Specialization is important

Journalists are generalists. Even experts like myself who have covered a single topic – technology – for decades have to delve into new topics on a daily basis.

That’s why I believe in seeking expert analysis of statistical work. Over the years, I developed a process similar to academic peer review, in which I shared my methodologies with statisticians and domain experts in whatever field I was writing about.

I never share the narrative article before publication – which would be a fireable offense in most newsrooms. However, sharing the statistical methodology allows me to protect my work and find errors.

No one is more incentivized to find errors than the subject of an investigation, so in the The Markupwe share data, code, and analysis with subjects prior to publication in a process I call “adverse review”. This gives them the opportunity to engage with the work in a meaningful way and provide a thoughtful response.

Objectivity is dead. live the limitations

One of the best parts of using the scientific method as a guide is that it takes us beyond the endless debates about whether journalism is “fair” or “goal”.

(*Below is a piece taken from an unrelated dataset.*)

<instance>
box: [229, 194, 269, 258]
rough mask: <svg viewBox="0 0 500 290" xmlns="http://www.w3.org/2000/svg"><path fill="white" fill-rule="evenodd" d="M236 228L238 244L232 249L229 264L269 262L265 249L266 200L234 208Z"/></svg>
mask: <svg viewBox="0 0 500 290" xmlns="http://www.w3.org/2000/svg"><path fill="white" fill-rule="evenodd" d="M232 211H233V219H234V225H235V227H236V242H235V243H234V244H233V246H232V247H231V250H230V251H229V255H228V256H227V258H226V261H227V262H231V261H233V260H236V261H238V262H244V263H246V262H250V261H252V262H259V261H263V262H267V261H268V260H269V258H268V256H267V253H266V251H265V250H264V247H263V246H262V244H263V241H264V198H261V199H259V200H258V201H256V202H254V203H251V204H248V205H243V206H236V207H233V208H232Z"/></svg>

Rather than focusing on fairness, it’s better to focus on what you know and what you don’t know. When he reported on the hidden bias in mortgage approval algorithms, reporter Emmanuel Martinez was unable to obtain applicants’ credit scores because the government does not release them. He noted his absence from the limitations section of its methodology.

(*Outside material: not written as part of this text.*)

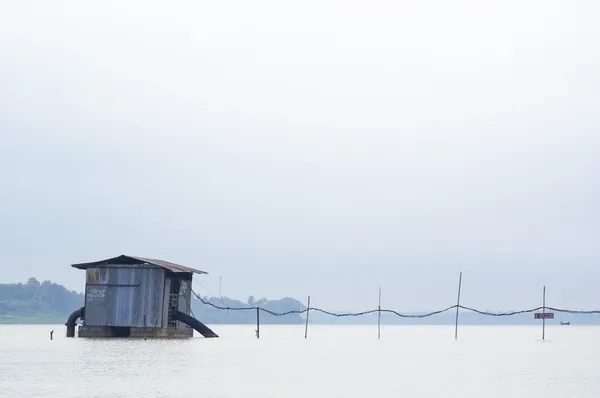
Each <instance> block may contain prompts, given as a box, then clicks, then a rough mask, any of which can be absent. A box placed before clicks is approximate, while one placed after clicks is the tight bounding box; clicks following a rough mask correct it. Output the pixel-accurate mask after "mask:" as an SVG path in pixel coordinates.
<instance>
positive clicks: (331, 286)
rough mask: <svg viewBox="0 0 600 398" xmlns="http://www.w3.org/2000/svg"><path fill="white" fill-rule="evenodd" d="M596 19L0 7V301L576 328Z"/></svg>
mask: <svg viewBox="0 0 600 398" xmlns="http://www.w3.org/2000/svg"><path fill="white" fill-rule="evenodd" d="M599 4H600V3H598V2H597V1H575V0H570V1H552V0H550V1H507V0H502V1H475V0H471V1H466V0H455V1H442V0H432V1H416V0H415V1H412V0H409V1H391V0H390V1H379V0H376V1H355V0H350V1H348V0H344V1H342V0H304V1H300V2H298V1H263V0H253V1H242V0H232V1H216V2H215V1H213V2H208V1H191V0H190V1H169V2H157V1H143V2H142V1H125V2H124V1H103V2H99V3H98V2H96V3H93V4H92V3H90V2H79V1H64V2H60V1H54V2H45V1H25V0H19V1H2V2H1V3H0V134H1V141H0V143H1V145H0V178H1V182H2V195H1V198H2V199H1V206H0V221H1V228H0V241H1V246H0V247H1V249H0V270H1V274H0V281H2V282H17V281H25V280H26V278H28V277H30V276H36V277H38V278H39V279H51V280H53V281H56V282H59V283H63V284H65V285H66V286H68V287H69V288H73V289H77V290H80V291H81V290H82V289H83V284H84V275H83V272H82V271H78V270H75V269H73V268H71V267H70V266H69V265H70V264H72V263H75V262H83V261H88V260H89V261H91V260H99V259H103V258H108V257H112V256H116V255H119V254H123V253H124V254H132V255H140V256H147V257H156V258H161V259H165V260H170V261H173V262H178V263H181V264H185V265H189V266H195V267H197V268H200V269H205V270H207V271H208V272H210V275H208V276H203V277H201V280H202V282H203V283H204V285H205V286H206V287H208V288H209V289H210V290H212V291H213V292H215V293H216V292H217V286H218V277H219V276H220V275H222V276H223V278H224V284H223V290H224V293H225V294H227V295H229V296H232V297H235V298H242V299H245V298H246V297H247V296H248V295H250V294H253V295H255V296H260V297H262V296H266V297H269V298H274V297H281V296H284V295H287V296H293V297H297V298H301V299H304V298H305V296H306V295H308V294H311V295H312V300H313V302H314V303H315V305H317V306H322V307H326V308H344V309H362V308H372V307H374V306H375V305H376V301H377V288H378V286H379V285H380V284H381V285H382V286H383V292H384V304H385V305H386V306H391V307H395V308H398V309H405V310H422V309H429V308H437V307H442V306H446V305H451V304H452V303H453V302H454V300H455V295H456V292H455V290H456V282H457V278H458V272H459V271H460V270H463V271H464V272H465V275H464V283H465V284H464V293H463V294H464V303H465V304H466V305H472V306H477V307H483V308H489V309H508V308H515V307H530V306H535V305H538V304H539V303H540V300H541V288H542V285H543V284H544V283H545V284H546V285H547V286H548V287H547V288H548V303H549V304H550V305H556V306H568V307H576V308H581V307H588V308H589V307H596V308H597V307H599V306H600V290H599V289H598V288H597V282H598V280H599V278H600V267H599V265H600V261H599V260H600V245H599V242H600V212H599V208H598V206H599V205H598V203H599V200H600V187H599V182H600V159H599V156H598V154H599V153H600V115H599V113H598V111H599V109H598V108H599V105H598V104H600V74H599V73H598V70H600V62H599V61H600V25H599V24H598V23H597V21H598V16H599V15H600V5H599Z"/></svg>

His analysis was still robust enough to be cited by 3 federal agencies by announcing a new plan to fight mortgage discrimination.

show your work

Journalists have a trust problem. Now that everyone in the world can publish, journalists must work harder to prove that their version of the truth is the most credible.

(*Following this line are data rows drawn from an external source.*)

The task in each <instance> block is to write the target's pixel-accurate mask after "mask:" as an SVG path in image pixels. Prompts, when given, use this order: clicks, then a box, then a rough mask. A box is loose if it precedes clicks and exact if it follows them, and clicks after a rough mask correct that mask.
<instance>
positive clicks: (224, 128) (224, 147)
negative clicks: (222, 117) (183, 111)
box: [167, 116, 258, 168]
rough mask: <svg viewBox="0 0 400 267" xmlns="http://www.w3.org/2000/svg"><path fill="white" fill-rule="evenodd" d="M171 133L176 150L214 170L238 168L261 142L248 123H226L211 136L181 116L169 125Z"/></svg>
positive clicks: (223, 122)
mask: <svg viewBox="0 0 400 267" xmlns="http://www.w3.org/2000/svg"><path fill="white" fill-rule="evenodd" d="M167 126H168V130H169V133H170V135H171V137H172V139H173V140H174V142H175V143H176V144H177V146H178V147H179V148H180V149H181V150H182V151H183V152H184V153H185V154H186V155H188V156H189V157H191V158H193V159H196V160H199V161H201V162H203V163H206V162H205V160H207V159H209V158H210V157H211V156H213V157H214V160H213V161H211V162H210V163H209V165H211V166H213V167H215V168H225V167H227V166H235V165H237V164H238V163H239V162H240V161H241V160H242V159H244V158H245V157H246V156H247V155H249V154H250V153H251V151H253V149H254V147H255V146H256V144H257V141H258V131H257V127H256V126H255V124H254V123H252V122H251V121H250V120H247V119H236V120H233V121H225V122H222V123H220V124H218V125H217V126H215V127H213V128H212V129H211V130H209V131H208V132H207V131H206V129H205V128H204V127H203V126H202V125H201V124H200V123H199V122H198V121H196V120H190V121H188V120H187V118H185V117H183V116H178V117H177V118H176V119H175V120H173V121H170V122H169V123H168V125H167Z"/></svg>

I’ve found that showing my work – sharing entire datasets, the code used to analyze the data, and extensive methodology – builds trust with readers. As an added bonus, methodologies often get more website traffic over time than narrative articles.

Never give up

Journalists are at a disadvantage. There are 6 public relations professionals for every journalist in the United States, according to the Bureau of Labor Statistics.

This means that we have to use every possible tool at our disposal to hold power accountable. One way to do this is to build tools that allow our work to continue beyond the day the article was published.

Consider real-time forensic privacy scanner, Blacklightwhich Surya Mattu built in The Markup. It runs a series of real-time privacy tests on any website.

Reporters can use Blacklight whenever there is a privacy-related news story. A ProPublicafor example, recently used the blacklight to reveal that online pharmacies selling abortion pills were sharing sensitive data with Google and other third parties.

I will continue to pursue these principles in my future projects. Thanks for sharing the journey with me. It was an honor.

Julia Angwin is the founder and managing director of the news publication The Markup. He holds a BA in Mathematics from the University of Chicago and an MBA from Columbia University. He was a finalist for the 2017 Pulitzer Prize for Explanatory Reporting. This article was republished from The Markup under a Creative Common license.